Марсия Энджелл, бывший редактор «Медицинского журнала Новой Англии», в 2010 году призналась: «Теперь невозможно верить большей части опубликованных клинических исследований или полагаться на врачей и авторитетные руководства. Мне неприятно это говорить, но именно к такому выводу я пришла за два десятилетия работы в качестве редактора»31.
Курт Фюрберг, опытный клинический исследователь, сетовал на отсутствие академической свободы в сотрудничестве с фармацевтической промышленностью: «Компании ведут жесткую игру, а многие исследователи не могут ответить им тем же. Вы отправляете статью в компанию для комментариев, и в этом опасность. Согласитесь ли вы с теми изменениями, которые внесет компания? Будете ли вы постепенно сдавать позиции, чтобы в конце концов капитулировать? Сложная ситуация для тех, кому нужны деньги на важные исследования»32.
Наиболее красноречивое описание для системы, нарушившей социальный договор с пациентами, согласившимися участвовать в испытаниях во имя науки, а не для увеличения прибылей конкретной компании, было дано заместителем главного редактора «Журнала Американской медицинской ассоциации» Драммондом Ренни33:
«ЧТО ТАКОЕ КЛИНИЧЕСКОЕ ИСПЫТАНИЕ? Процесс одобрения начинается с доказательств, почерпнутых из клинических испытаний. Может быть, полезно сравнить клинические испытания, с которыми знакомы исследователи, с судебными разбирательствами[2], которые доходят до судов. Мне кажется важным, что судебный процесс сохраняет свою силу и уважение общества, потому что различные его участники – судья, присяжные, адвокаты, свидетели и полиция – независимы друг от друга.
В клинических испытаниях все по-другому. Слишком многое зависит от спонсора или производителя препарата – в их интересах сделать всех участников зависимыми и содействовать как можно большему числу конфликтов.
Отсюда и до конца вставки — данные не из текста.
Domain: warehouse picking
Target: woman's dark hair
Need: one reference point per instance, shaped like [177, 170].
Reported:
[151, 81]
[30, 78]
Перед процессом одобрения спонсор организует клиническое испытание – выбираются препарат, доза и способ введения компаратора (или плацебо). Поскольку клиническое испытание разработано для получения выгодного компании результата, неудивительно, что препарат сравнения часто используется в неправильной дозе или вводится неправильным методом. Спонсор платит тем, кто собирает доказательства, – врачам и медсестрам, так что неудивительно, что они влияют на результаты дюжиной способов. Все результаты стекаются к спонсору, который анализирует доказательства, выбрасывает то, что неудобно, и держит все в секрете – даже от врачей-исследователей. Производитель преподносит FDA кусочки доказательств и платит ей (= судьям), чтобы держать это в секрете. Экспертные группы (= присяжные), которым обычно спонсоры оплачивают «консультационные услуги», принимают решение об утверждении, часто при поддержке проплаченных организаций пациентов, которые заполняют «зал суда» (этот трюк называется «астротурфинг»). Если клиническое испытание в этих условиях показывает, что лекарство работает, спонсоры платят субподрядчикам за фальсификацию результатов исследования и быстрое их распространение. Также они платят «выдающимся» ученым за право включить их в список «авторов», чтобы придать исследованию видимость достоверности, и часто публикуют выводы в журналах, существование которых зависит от спонсоров. Если препарат оказывается бесполезным или вредным, клиническое испытание будет похоронено, и всем напомнят об их соглашениях о конфиденциальности. Если же испытание организовано иным образом, спонсор откажется его поддерживать. Но даже если оно организовано в соответствии с пожеланиями спонсора, он может внезапно все прекратить, оставив пациентов и врачей в подвешенном состоянии.